Integrated optimization of strategic and tactical planning decisions in forestry

2016-11-12, Bouchard, Mathieu, Rönnqvist, Mikael, D'Amours, Sophie, Azouzi, Riadh., Gunn, Eldon A.

The traditional approach to plan the forest products value chain using a combination of sequential and hierarchical planning phases leads to suboptimal solutions. We present an integrated planning model to support forest planning on the long term with anticipation of the impacts on the economic and logistic activities in the forest value chain on a shorter term, and we propose a novel optimization approach that includes acceleration strategies to efficiently solve large-scale practical instances of this integrated planning problem. Our model extends and binds the models implemented in two solver engines that have developed in previous work.

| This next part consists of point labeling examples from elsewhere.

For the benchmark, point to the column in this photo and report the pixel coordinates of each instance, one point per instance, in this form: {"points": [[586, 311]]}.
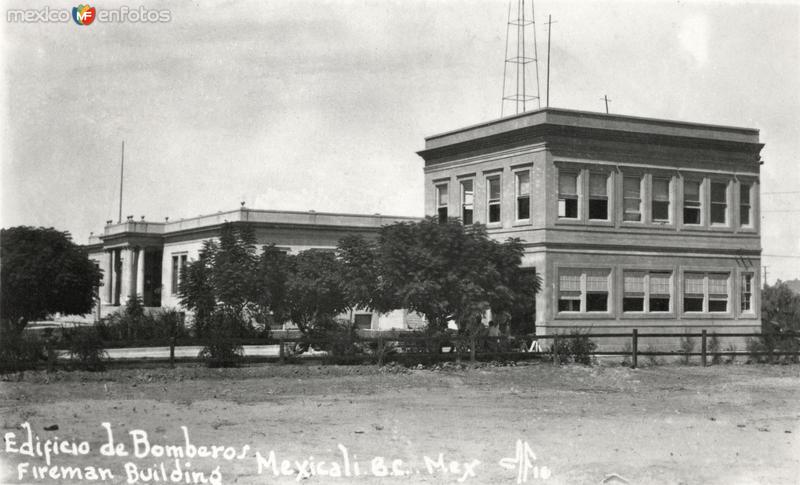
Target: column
{"points": [[140, 273], [108, 278]]}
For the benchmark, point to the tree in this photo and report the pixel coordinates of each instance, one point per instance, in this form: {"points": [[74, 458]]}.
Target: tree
{"points": [[43, 272], [444, 271], [315, 291]]}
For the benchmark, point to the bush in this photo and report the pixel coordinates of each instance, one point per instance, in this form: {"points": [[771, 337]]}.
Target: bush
{"points": [[85, 347], [687, 345], [577, 348], [714, 347], [19, 350], [222, 329]]}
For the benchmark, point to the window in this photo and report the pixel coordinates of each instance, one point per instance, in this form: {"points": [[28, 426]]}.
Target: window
{"points": [[583, 290], [523, 195], [719, 202], [744, 204], [178, 267], [692, 207], [467, 202], [646, 291], [659, 204], [568, 195], [598, 196], [747, 293], [493, 184], [441, 203], [632, 199], [705, 292], [363, 321]]}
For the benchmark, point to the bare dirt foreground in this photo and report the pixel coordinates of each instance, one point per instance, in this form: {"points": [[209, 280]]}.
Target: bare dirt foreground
{"points": [[301, 423]]}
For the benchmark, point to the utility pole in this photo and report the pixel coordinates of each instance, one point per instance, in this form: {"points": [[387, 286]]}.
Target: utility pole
{"points": [[121, 173], [549, 29], [605, 97]]}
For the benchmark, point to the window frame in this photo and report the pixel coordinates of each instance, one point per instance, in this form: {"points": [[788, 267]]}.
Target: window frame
{"points": [[584, 292], [701, 206], [442, 210], [564, 197], [519, 197], [498, 202], [647, 292], [464, 205], [707, 295]]}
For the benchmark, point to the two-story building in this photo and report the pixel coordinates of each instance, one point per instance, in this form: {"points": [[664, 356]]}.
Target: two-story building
{"points": [[630, 222], [146, 259]]}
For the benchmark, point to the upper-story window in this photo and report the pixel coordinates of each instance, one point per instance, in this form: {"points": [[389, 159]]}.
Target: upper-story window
{"points": [[568, 195], [745, 207], [523, 195], [467, 201], [719, 203], [598, 196], [692, 204], [660, 200], [632, 198], [493, 192], [441, 203]]}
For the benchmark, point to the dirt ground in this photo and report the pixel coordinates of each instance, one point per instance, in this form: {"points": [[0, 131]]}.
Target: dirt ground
{"points": [[534, 423]]}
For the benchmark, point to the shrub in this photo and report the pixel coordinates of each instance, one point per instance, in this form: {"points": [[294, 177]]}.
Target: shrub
{"points": [[714, 346], [577, 348], [85, 347], [687, 345], [19, 350], [222, 331]]}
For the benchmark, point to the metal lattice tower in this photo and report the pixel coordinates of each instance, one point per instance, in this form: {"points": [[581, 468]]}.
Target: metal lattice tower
{"points": [[518, 74]]}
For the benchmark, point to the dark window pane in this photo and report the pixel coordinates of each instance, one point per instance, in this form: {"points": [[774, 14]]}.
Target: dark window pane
{"points": [[569, 305], [659, 304], [633, 304], [691, 216], [718, 306], [597, 301], [494, 213], [692, 304], [524, 208], [660, 210], [467, 217], [598, 209], [442, 215]]}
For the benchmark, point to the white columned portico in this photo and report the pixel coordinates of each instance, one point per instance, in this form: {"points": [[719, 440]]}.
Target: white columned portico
{"points": [[108, 278], [139, 274]]}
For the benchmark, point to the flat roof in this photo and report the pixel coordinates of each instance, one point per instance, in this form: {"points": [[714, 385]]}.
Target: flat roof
{"points": [[592, 120]]}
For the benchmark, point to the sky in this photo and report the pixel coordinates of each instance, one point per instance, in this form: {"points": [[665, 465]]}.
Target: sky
{"points": [[312, 105]]}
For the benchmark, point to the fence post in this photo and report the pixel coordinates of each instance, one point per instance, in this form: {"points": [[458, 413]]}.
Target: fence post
{"points": [[703, 347], [555, 349]]}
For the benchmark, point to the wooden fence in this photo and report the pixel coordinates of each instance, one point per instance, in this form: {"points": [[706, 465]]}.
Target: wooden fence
{"points": [[412, 348]]}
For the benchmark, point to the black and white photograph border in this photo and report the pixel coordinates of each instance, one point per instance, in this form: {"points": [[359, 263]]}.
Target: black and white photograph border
{"points": [[483, 241]]}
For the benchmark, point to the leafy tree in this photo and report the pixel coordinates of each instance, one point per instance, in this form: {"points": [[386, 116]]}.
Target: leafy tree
{"points": [[315, 291], [43, 272], [444, 271]]}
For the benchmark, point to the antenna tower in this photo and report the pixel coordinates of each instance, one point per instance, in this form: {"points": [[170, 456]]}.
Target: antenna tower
{"points": [[521, 52]]}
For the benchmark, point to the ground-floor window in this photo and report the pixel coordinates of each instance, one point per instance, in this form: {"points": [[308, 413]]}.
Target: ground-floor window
{"points": [[582, 290], [646, 291], [706, 292]]}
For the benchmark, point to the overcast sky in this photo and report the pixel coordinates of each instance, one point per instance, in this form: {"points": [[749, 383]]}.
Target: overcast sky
{"points": [[304, 105]]}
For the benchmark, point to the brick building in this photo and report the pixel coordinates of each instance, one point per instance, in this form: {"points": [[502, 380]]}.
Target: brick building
{"points": [[145, 259], [630, 222]]}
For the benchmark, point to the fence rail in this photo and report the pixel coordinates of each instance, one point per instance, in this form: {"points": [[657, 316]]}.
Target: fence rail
{"points": [[416, 348]]}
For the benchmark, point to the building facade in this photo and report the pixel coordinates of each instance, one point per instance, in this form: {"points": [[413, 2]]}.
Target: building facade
{"points": [[146, 259], [630, 222]]}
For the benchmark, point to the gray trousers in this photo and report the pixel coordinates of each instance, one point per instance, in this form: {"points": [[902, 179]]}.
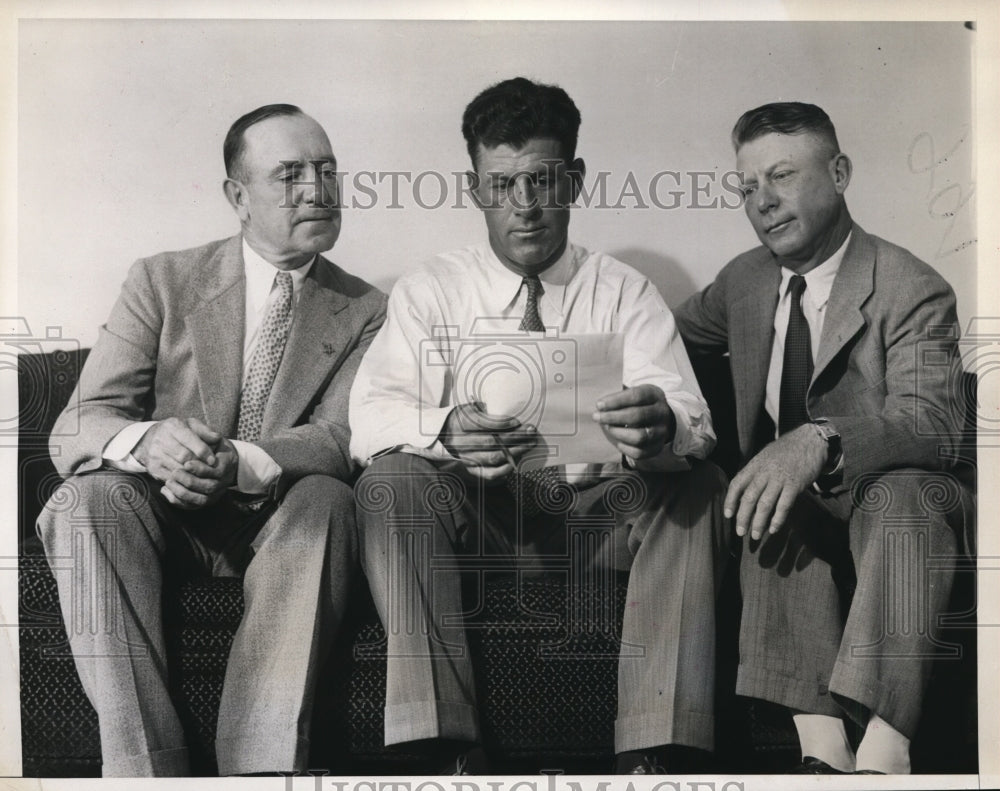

The first system, called Logilab, allows for defining and solving value chain optimization problems. The second system, called Silvilab, allows for generating and solving strategic problems. We revisit the tactical model in Logilab and we extend the strategic model in Silvilab so that the integrated planning problem can be solved using column generation decomposition with the subproblems formulated as hypergraphs and solved using a dynamic programing algorithm. Also, a new set of spatial sustainability constraints is considered in this model. Based on numerical experiments on large-scale industrial cases, the integrated approach resulted in up to 13% profit increase in comparison with the non-integrated approach. In addition, the proposed approach compares advantageously with a standard LP column generation approach to the integrated forest planning problem, both in CPU time (with an average 2.4 factor speed-up) and in memory requirement (with an average reduction by a factor of 20).